News & Views from 465 California Street

The Free Press

Clint Reilly

The Free Press is an institution which democracy cannot do without — much to the chagrin of just about anyone who comes into consistent contact with reporters and television cameras. The theology that reporters capture photo-realistic snapshots is a quaint notion taught in Journalism 101. Existentialism preaches that the same object viewed by many people will spark myriad descriptions — often contradictory. Applying the Ten Commandments is easier said than done. Ethicists acknowledge that the line between morality, amorality, and immorality is often hard to find. Democracy is an adversarial process where opposing sides present their version of the facts to a jury of their peers — and the jury decides. Truth necessitates a competition of ideas and points of view. Hence, the indispensability of those underpaid, overworked, biased, disheveled folks known as journalists and the necessary role played by the greedy, corrupt media conglomerates which transmit information. The Great American Free Speech Machine is plugged in.

The trend toward media consolidation is eliminating newspapers, journalists, and competing news organizations at an alarming rate. The Internet as a news delivery system and advertising medium has posed Darwinian challenges that have rocked media firms. A decline in circulation and revenues has led to widespread lay offs of reporters, cutbacks in news coverage, and closing of papers. A series of one newspaper towns and one chain regions now blanket California and whole areas of the nation.

A. J. Liebling covered journalism for The New Yorker for twenty-eight years. His observations appeared in articles, essays, and books. In his book, THE PRESS, published in 1961, Liebling wrote, “What you have in a one newspaper town is a privately owned public utility that is constitutionally exempt from public regulation …. As to freedom of the individual journalist in such a town, it corresponds exactly to what the publisher will allow him. He can’t go over to the opposition because there isn’t any……”

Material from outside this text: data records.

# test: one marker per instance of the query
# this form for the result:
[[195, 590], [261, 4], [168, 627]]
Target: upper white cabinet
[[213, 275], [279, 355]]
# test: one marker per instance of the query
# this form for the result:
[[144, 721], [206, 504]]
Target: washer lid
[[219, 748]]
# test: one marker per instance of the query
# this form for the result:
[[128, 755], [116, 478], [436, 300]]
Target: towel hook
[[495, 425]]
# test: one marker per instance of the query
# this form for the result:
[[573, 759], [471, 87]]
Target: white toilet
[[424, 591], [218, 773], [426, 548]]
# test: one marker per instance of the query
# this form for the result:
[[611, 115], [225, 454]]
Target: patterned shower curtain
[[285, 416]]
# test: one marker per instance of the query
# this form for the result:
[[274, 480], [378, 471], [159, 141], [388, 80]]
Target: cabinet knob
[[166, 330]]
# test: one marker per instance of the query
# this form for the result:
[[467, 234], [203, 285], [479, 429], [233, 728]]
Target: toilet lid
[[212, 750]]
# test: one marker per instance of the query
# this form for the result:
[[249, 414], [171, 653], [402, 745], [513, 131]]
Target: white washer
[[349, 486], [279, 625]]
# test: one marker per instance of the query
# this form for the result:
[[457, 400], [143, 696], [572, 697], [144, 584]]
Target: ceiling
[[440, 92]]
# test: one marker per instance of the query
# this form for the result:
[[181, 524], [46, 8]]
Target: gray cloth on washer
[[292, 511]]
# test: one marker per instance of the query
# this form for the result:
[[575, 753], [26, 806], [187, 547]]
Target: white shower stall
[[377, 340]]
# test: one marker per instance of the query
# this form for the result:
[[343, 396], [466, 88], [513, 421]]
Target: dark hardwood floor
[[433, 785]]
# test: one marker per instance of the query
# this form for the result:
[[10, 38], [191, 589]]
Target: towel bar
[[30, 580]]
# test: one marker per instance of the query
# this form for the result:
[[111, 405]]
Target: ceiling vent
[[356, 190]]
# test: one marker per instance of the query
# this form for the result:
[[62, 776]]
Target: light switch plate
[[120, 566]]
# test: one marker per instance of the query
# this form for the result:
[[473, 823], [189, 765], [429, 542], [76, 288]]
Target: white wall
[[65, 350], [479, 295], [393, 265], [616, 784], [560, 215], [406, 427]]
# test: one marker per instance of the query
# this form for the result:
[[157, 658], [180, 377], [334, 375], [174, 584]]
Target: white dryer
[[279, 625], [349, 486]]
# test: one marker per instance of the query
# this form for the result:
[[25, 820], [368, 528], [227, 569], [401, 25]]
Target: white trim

In San Francisco, a single beleaguered paid circulation newspaper chronicles daily events. The San Francisco Chronicle has fired three publishers since 2000 when the Hearst Corporation purchased the Chronicle and attempted to precipitously close the San Francisco Examiner — the founding newspaper of the Hearst Empire. Hearst has invested $1.2 billion dollars in the Chronicle, including annual losses as high as $75 million dollars. Mysteriously, a single executive editor has controlled the editorial product for all of these seven years of financial carnage — a clear message to staff and readers that the newspaper itself has nothing to do with the success or failure of a newspaper. With boots firmly planted on the desk, the executive editor has ordered more battlefield strategies than Commander in Chief George Bush. The executive editor’s latest battle cry — “Action Journalism” – was fathered by William Randolph Hearst himself. The phrase supposedly connotes public interest advocacy. In a one newspaper town it can easily mean selective fawning and biased crusading. Examples are the Chronicle’s sycophantic genuflections to social and business elites, misinformed and misdirected investigative stories on the San Francisco Police Department (which missed the mark on the real scandal of management incompetence in fighting crime compared to police strategies pursued by nearly every Big City department in the nation), a persistent pro-Gavin Newsom bias, and wildly contradictory and exploitative coverage of the homeless crisis. At various times under the executive editor’s leadership, the Chronicle was targeted to become a “world class regional newspaper” and “a hyper local San Francisco daily.” Unfortunately, it often appears to the reader as a grotesque centaur — trying to be both and becoming neither. Only twenty percent of San Franciscans subscribe.

A. J. Liebling coined this pointed aphorism…. “A city with one newspaper is like a man with one eye, and often the eye is glass.” In the 1500′s Erasmus observed, “In the land of the blind, the one eyed man is king.”